Regardless of the size of your operation or the age of the owners, any farming enterprise needs a transition plan. That’s according to Shannon Ferrell, a professor in the department of agricultural economics at Oklahoma State University.
In the Bovinews webinar “Best Practices for Succession Planning”, Ferrell goes through a five step process producers can go through to build a business transition plan.
Step 1: Know where you’re starting from.
Establish where your operation is now as a business and what your short and long term goals are. This process takes a deep dive—the deepest dive you’ve ever taken, Ferrell says—to understand every facet of your business. This includes establishing the tital to your property, title to equipment, vehicles, stores of commodities, financial assets, and so forth. “You need to do the best job you ever have of rounding up every piece of property you have, how it’s owned, what its current value is, what the tax basis is and what you think you could get out of in on the fair market,” Ferrell says.
Step 2: Communicate with your stakeholders.
“Talk to the people who have a financial investment in your farm,” Ferrell says. “And don’t forget to talk to the people who have an emotional investment in your farm.” Have a family meeting and be very clear that open, honest communication is expected. It’s vital to understand everyone’s vision for the future of the farm and each person’s role in the operation. You might uncover things that don’t have anything to do with the farm, Ferrell says, but everything to do with family relationships.
Step 3: Have a business succession plan.
Know how you are going to move ownership and control and understand how revenues will be shared today and in the future. While this can be complex, Ferrell says if you are proactive about this step the process will be easier. And when transitioning to the next generation, in addition to teaching how things are done, explain the why. Translate your experience, Ferrell advises.
Step 4: Have an estate plan.
Have tools in place to move the title to your property from one generation to the next after someone passes away. If a transition plan is in place, it’s likely these details will already be established. Ferrell says 64% of farmers don’t have any estate tools in place, even though millions of dollars of assets can be involved.
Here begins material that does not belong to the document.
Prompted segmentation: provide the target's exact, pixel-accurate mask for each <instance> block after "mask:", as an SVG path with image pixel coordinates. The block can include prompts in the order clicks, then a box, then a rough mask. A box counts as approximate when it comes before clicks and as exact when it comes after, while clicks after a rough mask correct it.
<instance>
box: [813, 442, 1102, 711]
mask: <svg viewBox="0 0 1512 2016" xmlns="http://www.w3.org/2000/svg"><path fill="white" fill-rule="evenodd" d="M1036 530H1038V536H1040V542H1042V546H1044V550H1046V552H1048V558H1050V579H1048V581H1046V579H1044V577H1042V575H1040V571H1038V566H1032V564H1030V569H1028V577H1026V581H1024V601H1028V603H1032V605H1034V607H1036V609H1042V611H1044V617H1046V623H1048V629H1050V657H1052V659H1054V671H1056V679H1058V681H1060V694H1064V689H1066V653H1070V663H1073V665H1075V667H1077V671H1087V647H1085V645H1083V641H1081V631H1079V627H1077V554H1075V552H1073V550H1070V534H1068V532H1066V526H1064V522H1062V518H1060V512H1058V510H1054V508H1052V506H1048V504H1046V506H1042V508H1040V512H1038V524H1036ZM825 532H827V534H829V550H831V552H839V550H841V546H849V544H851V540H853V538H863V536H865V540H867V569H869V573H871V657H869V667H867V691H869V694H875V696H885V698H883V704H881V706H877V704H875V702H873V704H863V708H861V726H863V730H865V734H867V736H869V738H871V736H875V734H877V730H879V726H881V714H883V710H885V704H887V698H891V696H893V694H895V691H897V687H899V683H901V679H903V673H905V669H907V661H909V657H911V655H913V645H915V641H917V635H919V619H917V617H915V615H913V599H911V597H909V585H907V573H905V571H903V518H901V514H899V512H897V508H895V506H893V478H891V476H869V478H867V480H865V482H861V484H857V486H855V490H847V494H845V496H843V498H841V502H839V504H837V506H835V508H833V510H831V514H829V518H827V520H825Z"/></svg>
Step 5: Repeat and update.
This process is a cycle, so the plan will take revision, reevaluation and reimplementation on a regular basis. “There are lots of milestones and triggers that need to have you go back and review your plan periodically,” Ferrell says. “Whenever somebody is born or dies, whenever someone gets married or divorced, if you have a major acquisition or sale of an asset. Just be sure to go back and review your plan when these things happen.”
Ferrell also highly advises to seek professional advice when going through the transition planning process. It’s a lot easier for someone with an outside perspective to take a look at things objectively without emotional connections and provide straightforward questions and answers.